La noche abre su abanico de sombras cuando los dedos inician el rito: desprender los bordados del tiempo, los botones que guardan secretos de oficio. Cada prenda es una cáscara que cae al suelo, crujido de hojas secas bajo la luna. La piel ya no es frontera sino mapa de un reino donde el tacto dicta leyes. Te desvistes para vestirte de otra forma: el deseo como segunda dermis, tatuaje de llamas que no queman sino iluminan los jeroglíficos del tacto.


Hay un instante en que la tela se vuelve líquida y el cuerpo es estatua de polen que se derrite en el aliento compartido. Los espejos empañados escriben versos de vapor y de la costura que se deshizo brota el río que no tiene nombre. Las manos, diseñadoras de los invisible, deshojan capas hasta encontrar la semilla que late bajo el ombligo. Es entonces cuando la habitación se hace selva de sábanas y enredaderas. Las sienes son frutos maduros que estallan en sal.

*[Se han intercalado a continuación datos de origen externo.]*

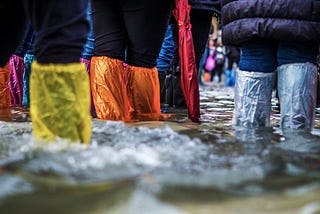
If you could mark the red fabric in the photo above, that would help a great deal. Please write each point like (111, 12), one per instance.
(189, 77)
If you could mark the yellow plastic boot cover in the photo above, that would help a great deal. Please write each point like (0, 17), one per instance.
(144, 93)
(60, 102)
(108, 89)
(5, 99)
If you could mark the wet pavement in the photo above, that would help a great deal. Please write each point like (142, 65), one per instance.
(164, 167)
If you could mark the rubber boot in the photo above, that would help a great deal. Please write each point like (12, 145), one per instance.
(16, 79)
(60, 102)
(252, 99)
(144, 92)
(297, 85)
(5, 99)
(108, 89)
(28, 59)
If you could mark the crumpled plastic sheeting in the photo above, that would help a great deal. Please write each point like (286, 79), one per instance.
(144, 93)
(28, 59)
(16, 79)
(60, 102)
(297, 85)
(108, 89)
(252, 98)
(5, 100)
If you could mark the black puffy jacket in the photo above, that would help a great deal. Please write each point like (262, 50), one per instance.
(295, 20)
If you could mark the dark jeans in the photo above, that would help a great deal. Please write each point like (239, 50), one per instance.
(26, 46)
(89, 46)
(60, 27)
(166, 52)
(128, 30)
(201, 24)
(266, 55)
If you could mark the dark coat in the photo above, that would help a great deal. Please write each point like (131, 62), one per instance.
(211, 5)
(295, 20)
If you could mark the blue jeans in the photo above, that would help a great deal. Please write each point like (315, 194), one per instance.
(261, 55)
(166, 52)
(89, 46)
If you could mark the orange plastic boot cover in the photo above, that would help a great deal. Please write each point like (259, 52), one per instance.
(144, 92)
(5, 99)
(108, 88)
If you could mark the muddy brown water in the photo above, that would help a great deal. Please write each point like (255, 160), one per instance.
(164, 167)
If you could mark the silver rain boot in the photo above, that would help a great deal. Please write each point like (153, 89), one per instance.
(297, 85)
(252, 99)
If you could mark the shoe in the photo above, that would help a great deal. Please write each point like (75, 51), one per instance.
(252, 99)
(297, 85)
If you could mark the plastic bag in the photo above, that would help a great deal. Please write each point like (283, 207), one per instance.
(210, 63)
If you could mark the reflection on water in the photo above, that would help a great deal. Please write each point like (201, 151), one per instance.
(164, 167)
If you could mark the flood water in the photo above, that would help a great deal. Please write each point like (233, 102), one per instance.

Pero todo éxtasis lleva consigo la sombra de su finitud. En el centro del laberinto, una flor despliega su corola de terciopelo agonizante. Es la misma que intenta robar al viento su canción, la que nace sin estambres, condenada a perfumar un amor que no puede fecundar. Su aroma —viscoso y dulce— es un himno truncado, un deseo que se repite como eco en una cueva sin salida. Cada pétalo, un intento fallido de capturar la esencia que se escapa entre los dedos: el amor no es savia, sino sed que bebe de su propia ausencia.


Y así, desnuda ya de todo excepto del anhelo, contemplas cómo el perfume de la flor se eleva y se desvanece, como tu cuerpo, que después del vértigo, vuelve a ser sólo un puñado de sílabas buscando su poema. La entrega fue un lenguaje sin verbo, un jardín donde las raíces nunca tocaron la tierra.

El misterio revela el arte de vestirse de deseo y aprender a habitar la herida que florece en silencio, sabiendo que ni el tacto más fiero podrá clonar el aroma de lo que, al entregarse, se volvió fantasma.